# Österreich - Kufstein --- Wo Autobahnvignette kaufen?



## bronks (12. September 2009)

Hi!

Bin am überlegen, ob ich am Montag evtl. in den Süden fahre. Die Entscheidung wird am Sonntag nachmittag gefällt. Da hat unser ADAC-Büro geschlossen. 
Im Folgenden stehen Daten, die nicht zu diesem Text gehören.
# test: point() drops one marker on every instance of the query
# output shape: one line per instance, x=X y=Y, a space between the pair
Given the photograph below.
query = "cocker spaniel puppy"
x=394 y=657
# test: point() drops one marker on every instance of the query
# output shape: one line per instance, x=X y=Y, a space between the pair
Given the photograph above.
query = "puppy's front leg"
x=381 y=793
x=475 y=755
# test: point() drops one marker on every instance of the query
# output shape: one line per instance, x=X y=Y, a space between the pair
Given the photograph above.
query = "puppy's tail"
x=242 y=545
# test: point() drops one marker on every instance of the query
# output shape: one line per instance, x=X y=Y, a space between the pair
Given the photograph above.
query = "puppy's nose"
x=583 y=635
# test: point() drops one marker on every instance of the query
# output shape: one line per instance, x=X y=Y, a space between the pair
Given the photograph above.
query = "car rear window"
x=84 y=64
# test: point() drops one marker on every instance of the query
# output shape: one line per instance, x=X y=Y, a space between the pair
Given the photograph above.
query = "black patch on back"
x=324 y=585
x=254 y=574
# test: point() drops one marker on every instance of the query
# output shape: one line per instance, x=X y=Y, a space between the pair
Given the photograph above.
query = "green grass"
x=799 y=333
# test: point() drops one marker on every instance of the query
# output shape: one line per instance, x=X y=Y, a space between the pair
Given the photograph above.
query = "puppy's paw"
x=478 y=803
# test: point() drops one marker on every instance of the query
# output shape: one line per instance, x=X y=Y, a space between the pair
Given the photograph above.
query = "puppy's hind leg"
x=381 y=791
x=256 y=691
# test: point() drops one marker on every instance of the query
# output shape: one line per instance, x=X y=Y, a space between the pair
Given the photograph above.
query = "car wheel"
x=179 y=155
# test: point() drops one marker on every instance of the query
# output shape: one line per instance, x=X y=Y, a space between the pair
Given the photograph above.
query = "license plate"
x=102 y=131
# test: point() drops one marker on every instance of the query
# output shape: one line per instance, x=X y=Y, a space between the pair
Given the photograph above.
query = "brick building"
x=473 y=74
Um ca. 4 Uhr würde ich am Montag in Kufstein sein. Wo kann ich um diese Uhrzeit (4 Uhr; nicht 16 Uhr) am Montag eine Vignette in der Gegend kaufen?

Danke

Bronks


----------



## norman68 (12. September 2009)

Die kannst du doch auch schon an fast jeder Tankstelle an der A8,A99 oder A92 in DE kaufen. Brauchst also in Kufstein suchen.


----------



## MTB-News.de




----------



## bronks (12. September 2009)

Das Problem ist, daß ich knapp nördlich vom Chiemsee wohne und außer er 93er keine Autobahn zu sehen bekomme. Die Autobahnstation in Kiefersfelden hat die Macke, daß dort am Montag in der Früh alles so zugestopft ist, daß wenn man überhaupt reinkommt, dann noch das Glück haben muß, dort wieder rauszukommen.


----------



## norman68 (12. September 2009)

Du solltest die aber auch an jeder anderen großen Tanke bekommen (Autohof oder der gleichen) muß ja nicht an der BAB sein. In Rosenheim gibt es die bestimmt an einigen.


----------



## bronks (12. September 2009)

norman68 schrieb:


> Du solltest die aber auch an jeder anderen großen Tanke bekommen (Autohof oder der gleichen) muß ja nicht an der BAB sein. In Rosenheim gibt es die bestimmt an einigen.


Hab schon ein paar antelefoniert und alle meinten: BAB oder jede Tanke in AT, welche natürlich geöffnet haben muß.


----------



## fatz (12. September 2009)

die tanke an der bab kurz direkt der grenze hat welche und so lang dauert das dann auch nicht dort. ansonsten jede tankstelle in kufstein.


----------



## tiroler1973 (12. September 2009)

Es kommt nach Kufstein kurz vor Wörgl auch ne Tankstelle an der Autobahn. Für gewöhnlich wird nur auf Abfahrten kontrolliert und somit hättest bis dort hin nichts zu befürchten. Nach Wörgl wird's eher haarig, weil dann die Kontrollstelle kommt. An der Raststelle nach Schwaz bei Vomp wird dann auch schon kontrolliert. Also entweder vor dem Grenzübergang in Bayern an der Raststelle bei - ich glaube - Raubling. Direkt am Grenzübergang oder 15 km später kurz vor Wörgl.


----------



## cxfahrer (12. September 2009)

Kufstein Nord die BP am Kreisel an der Abfahrt, brauchst nur rausfahren und dem McDoof Schild folgen.
Vignette braucht man erst ab Kufstein Süd.


----------



## tiroler1973 (12. September 2009)

cxfahrer schrieb:


> Kufstein Nord die BP am Kreisel an der Abfahrt, brauchst nur rausfahren und dem McDoof Schild folgen.
> Vignette braucht man erst ab Kufstein Süd.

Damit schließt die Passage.